Inferno: Canto III

Per me si va ne la città dolente,
per me si va ne l'etterno dolore,
per me si va tra la perduta gente.
  Giustizia mosse il mio alto fattore:
fecemi la divina podestate,
la somma sapienza e 'l primo amore.
  Dinanzi a me non fuor cose create
se non etterne, e io etterno duro.
Lasciate ogne speranza, voi ch'intrate".
  Queste parole di colore oscuro
vid'io scritte al sommo d'una porta;
per ch'io: «Maestro, il senso lor m'è duro».

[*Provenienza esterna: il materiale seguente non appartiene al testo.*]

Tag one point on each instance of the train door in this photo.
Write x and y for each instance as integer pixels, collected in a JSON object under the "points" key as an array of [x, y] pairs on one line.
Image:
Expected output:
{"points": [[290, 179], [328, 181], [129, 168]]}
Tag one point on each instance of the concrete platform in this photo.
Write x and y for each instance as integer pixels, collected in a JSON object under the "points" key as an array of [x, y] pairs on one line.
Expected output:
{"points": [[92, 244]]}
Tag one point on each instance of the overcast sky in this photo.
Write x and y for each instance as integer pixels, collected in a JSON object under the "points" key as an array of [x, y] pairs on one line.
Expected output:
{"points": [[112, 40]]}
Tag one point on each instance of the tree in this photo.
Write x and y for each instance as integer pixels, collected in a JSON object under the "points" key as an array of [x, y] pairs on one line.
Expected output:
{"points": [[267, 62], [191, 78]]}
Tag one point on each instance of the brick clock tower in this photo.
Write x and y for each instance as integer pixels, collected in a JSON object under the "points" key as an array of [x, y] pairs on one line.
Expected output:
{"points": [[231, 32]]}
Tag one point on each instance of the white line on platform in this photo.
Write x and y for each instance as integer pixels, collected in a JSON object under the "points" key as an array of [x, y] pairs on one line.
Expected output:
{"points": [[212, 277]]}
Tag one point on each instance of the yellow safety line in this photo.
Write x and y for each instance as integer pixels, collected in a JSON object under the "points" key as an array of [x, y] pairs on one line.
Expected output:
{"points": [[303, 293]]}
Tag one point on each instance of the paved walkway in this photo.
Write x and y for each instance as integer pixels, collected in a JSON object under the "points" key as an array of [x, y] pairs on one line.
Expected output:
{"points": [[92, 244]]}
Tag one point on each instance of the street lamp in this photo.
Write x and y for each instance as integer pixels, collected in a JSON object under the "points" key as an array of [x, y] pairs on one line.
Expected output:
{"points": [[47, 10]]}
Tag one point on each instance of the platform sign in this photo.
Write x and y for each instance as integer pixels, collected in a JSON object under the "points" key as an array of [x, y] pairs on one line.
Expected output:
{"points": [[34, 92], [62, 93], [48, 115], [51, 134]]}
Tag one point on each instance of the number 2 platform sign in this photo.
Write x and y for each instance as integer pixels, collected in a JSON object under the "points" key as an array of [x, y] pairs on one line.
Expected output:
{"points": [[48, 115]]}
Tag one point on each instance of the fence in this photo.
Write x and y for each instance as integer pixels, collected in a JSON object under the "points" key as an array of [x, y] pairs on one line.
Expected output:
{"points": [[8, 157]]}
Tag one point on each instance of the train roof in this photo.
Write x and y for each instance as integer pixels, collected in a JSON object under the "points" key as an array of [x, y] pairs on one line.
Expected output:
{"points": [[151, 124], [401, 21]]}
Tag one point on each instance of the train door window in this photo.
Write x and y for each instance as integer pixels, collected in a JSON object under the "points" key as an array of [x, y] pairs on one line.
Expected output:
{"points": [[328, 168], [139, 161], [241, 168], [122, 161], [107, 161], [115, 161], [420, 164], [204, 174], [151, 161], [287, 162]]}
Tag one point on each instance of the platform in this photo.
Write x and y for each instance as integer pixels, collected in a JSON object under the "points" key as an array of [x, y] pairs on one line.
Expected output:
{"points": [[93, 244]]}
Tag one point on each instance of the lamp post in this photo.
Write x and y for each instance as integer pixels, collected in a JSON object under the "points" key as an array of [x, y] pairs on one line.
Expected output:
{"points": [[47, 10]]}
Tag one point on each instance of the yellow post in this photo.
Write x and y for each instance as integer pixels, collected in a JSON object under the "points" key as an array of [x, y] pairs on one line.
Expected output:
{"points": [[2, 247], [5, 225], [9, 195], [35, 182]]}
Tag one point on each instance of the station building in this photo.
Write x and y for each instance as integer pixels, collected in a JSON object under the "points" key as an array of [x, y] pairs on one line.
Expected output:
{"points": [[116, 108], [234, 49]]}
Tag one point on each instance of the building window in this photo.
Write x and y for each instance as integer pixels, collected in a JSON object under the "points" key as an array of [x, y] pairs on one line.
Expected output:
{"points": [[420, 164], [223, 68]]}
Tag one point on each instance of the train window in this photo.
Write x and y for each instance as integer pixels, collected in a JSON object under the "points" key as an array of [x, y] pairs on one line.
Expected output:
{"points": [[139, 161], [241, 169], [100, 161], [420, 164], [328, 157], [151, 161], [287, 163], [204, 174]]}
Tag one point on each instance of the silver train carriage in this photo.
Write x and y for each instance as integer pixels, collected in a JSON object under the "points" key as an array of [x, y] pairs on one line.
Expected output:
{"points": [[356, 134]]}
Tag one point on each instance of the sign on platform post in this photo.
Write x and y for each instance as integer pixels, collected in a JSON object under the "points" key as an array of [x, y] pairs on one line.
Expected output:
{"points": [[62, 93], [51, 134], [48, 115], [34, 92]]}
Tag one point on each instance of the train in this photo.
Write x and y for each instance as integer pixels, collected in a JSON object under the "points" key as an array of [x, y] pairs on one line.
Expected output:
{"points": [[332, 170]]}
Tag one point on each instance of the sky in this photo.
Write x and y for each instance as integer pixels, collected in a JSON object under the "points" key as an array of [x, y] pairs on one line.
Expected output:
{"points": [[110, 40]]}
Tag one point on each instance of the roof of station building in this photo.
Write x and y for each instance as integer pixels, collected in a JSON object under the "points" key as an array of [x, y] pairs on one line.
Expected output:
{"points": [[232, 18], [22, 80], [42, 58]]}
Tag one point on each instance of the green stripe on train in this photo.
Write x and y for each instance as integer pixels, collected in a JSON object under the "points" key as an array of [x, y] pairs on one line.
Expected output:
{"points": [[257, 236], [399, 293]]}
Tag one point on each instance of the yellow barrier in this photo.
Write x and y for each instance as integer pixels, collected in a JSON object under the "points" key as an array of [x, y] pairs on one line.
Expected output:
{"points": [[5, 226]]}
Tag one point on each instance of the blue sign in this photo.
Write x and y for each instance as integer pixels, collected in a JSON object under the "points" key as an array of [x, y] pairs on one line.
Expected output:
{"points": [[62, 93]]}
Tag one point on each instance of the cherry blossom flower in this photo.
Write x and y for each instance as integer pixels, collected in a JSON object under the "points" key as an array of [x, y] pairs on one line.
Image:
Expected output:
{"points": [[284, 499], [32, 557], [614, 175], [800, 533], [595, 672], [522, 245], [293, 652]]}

  Ed elli a me, come persona accorta:
«Qui si convien lasciare ogne sospetto;
ogne viltà convien che qui sia morta.
  Noi siam venuti al loco ov'i' t'ho detto
che tu vedrai le genti dolorose
c'hanno perduto il ben de l'intelletto».
  E poi che la sua mano a la mia puose
con lieto volto, ond'io mi confortai,
mi mise dentro a le segrete cose.
  Quivi sospiri, pianti e alti guai
risonavan per l'aere sanza stelle,
per ch'io al cominciar ne lagrimai.
  Diverse lingue, orribili favelle,
parole di dolore, accenti d'ira,
voci alte e fioche, e suon di man con elle
  facevano un tumulto, il qual s'aggira
sempre in quell'aura sanza tempo tinta,
come la rena quando turbo spira.
  E io ch'avea d'error la testa cinta,
dissi: «Maestro, che è quel ch'i' odo?
e che gent'è che par nel duol sì vinta?».
  Ed elli a me: «Questo misero modo
tegnon l'anime triste di coloro
che visser sanza 'nfamia e sanza lodo.
  Mischiate sono a quel cattivo coro
de li angeli che non furon ribelli
né fur fedeli a Dio, ma per sé fuoro.